Now, on Friday, authorities in the United States have announced they have charged a suspect in at least three of the deaths, providing possible answers to a longstanding mystery.
Investigators have accused Nassau County architect Rex Heuermann, 59, in the killings of Melissa Barthelemy, Megan Waterman and Amber Costello.
He remains a person of interest in a fourth murder, that of Maureen Brainard-Barnes. She was found bound and hidden in the brush in 2010 next to a beach highway.
“Ladies and gentlemen, Rex Heuermann is a demon that walks among us — a predator that ruined families,” Suffolk County Police Commissioner Rodney Harrison said. “If not for the members of this task force, he would still be out on the streets today.”
Defence lawyer Michael Brown, however, said Heuermann told him, “I didn’t do this.” Heuermann, through his lawyer, has entered a plea of not guilty.
Given the “extreme depravity” of the case, Suffolk County Judge Richard Ambro ordered Heuermann to be held in jail without bail.
The investigation began over a decade ago, in May 2010, when 24-year-old Shannon Gilbert disappeared after making a panicked call to emergency services.
“There’s somebody after me,” she said in the recording, as she left a house on Oak Beach, Long Island, where she had been hired for sex work.
Her disappearance prompted a police search, which stretched on for months.
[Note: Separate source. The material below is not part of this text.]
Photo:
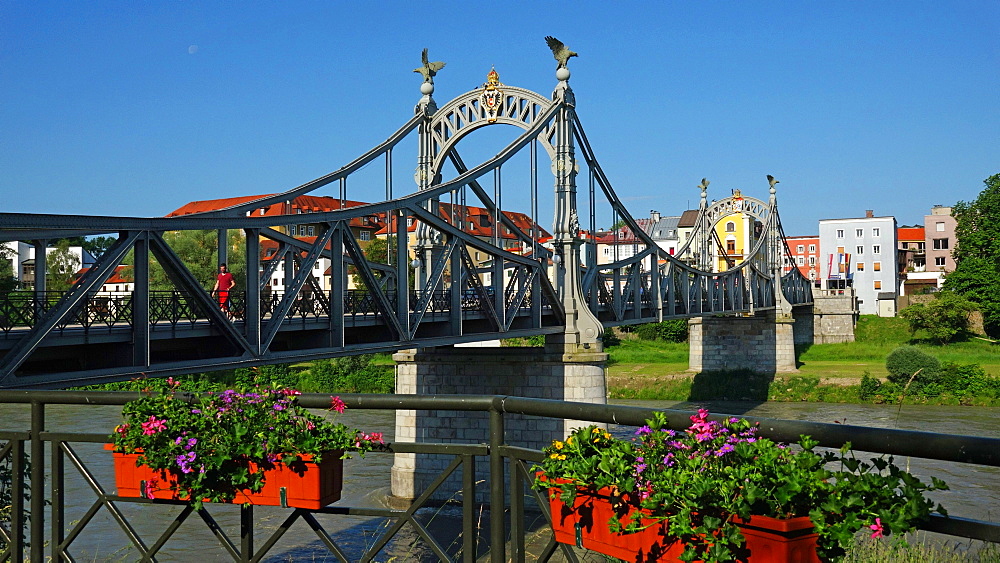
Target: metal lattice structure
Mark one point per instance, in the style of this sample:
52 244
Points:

But in December of that year, on an isolated beach along Long Island’s south shore, an officer came across a set of remains: Barthelemy’s.
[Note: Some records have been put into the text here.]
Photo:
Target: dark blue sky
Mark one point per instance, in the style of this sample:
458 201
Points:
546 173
Over the next few days, more bodies were discovered, belonging to Costello, Brainard-Barnes and Waterman. The women were all young — in their 20s — and all had been employed in sex work. Their remains were found wrapped in camouflage burlap-style fabric.
As the search continued into 2011, the body count would rise to 11, with an additional four women, one man and a toddler found. Police have said that they believe multiple people to be responsible.
According to investigators, Heuermann lived across the bay from the Gilgo Beach crime scene, in an area called Massapequa Park.
Detectives began to focus on him as a suspect in March 2022, when they discovered he had owned a Chevrolet Avalanche pick-up truck, similar to the model a witness had identified around the time of the disappearances.
A surveillance team later that month trailed Heuermann as he threw away some leftover pizza crust while in Manhattan. Detectives then collected the crust and swabbed it for DNA, which linked him to hair recovered among the victims’ bodies.
Police arrested Heuermann late on Thursday, and by Friday morning, investigators were sweeping his small red house in Long Island.
Suffolk County District Attorney Ray Tierney told reporters on Friday that Heuermann had “searched obsessively” for information online about the Gilgo Beach killings.
Until his arrest, Tierney said the architect used burner phones to contact sex workers. He also noted that Heuermann allegedly had permits for 92 guns.
“This case is not over,” Tierney said at Friday’s press conference. “It’s only beginning.”
The Gilgo Beach murders have drawn widespread public attention in recent years, in the wake of the Netflix series Lost Girls and true-crime podcasts dissecting the case.
As she visited Long Island on Friday, New York Governor Kathy Hochul said she hoped the arrest would help bring closure to the victims’ loved ones.
“This is a day that is a long time in coming and hopefully a day that will bring peace to this community and to the families — peace that has been long overdue,” she said.